What comes next for the BlueWillow candidate are a pair of research trials—one in humans—designed to prove its efficacy, to couple with data showing its immunogenic and safe outcomes. The company will also conduct a long-term animal assessment to observe its immune response benefit over years, Fattom said, though there’s already belief the vaccine’s effect is persistent.
What may eventually follow is consideration for food allergens outside of peanut. “People are seeing a light at the end of the tunnel for this condition,” Fattom said. “I think it’s a game changer, and will make lives much easier.”
Block believes there may be issues in filling research trials with eligible patients, noting the validation process for something as intricate as food allergy vaccination would be rigorous on any candidate. “And that takes a lot of time, a lot of money, a lot of effort, and a lot of coordination,” she said.
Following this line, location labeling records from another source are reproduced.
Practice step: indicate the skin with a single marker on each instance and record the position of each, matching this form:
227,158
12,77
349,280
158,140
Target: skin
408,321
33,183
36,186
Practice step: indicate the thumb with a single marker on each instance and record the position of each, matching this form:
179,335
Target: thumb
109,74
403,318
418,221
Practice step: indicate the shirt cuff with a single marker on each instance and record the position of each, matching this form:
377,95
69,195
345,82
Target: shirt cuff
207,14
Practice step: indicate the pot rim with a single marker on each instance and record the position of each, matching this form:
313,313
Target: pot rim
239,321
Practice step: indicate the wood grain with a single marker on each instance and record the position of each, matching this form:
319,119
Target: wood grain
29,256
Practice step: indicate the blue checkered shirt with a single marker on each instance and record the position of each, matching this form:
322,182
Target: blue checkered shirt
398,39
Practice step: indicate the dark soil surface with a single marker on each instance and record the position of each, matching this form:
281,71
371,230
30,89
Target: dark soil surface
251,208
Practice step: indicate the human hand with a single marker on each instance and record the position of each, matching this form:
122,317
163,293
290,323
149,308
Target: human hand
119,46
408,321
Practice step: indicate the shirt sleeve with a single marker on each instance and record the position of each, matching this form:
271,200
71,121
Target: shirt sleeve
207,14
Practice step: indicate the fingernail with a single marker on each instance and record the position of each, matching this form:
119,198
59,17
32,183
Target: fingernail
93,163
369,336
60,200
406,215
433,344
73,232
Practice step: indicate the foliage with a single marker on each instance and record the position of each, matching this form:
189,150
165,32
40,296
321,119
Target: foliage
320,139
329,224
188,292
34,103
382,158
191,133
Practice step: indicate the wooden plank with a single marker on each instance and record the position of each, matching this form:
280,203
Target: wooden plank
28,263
Still, she agrees with both the clinician and the developer when she considers what a food allergy vaccine would mean for patients—like the college student who could be risking his life over something as simple as breakfast.
“Knowing about these vaccines are a great thing to have in your back pocket, to be able to encourage families that there is hope—we are working on it, researchers are out there, and it’s not going to be like this forever,” she said.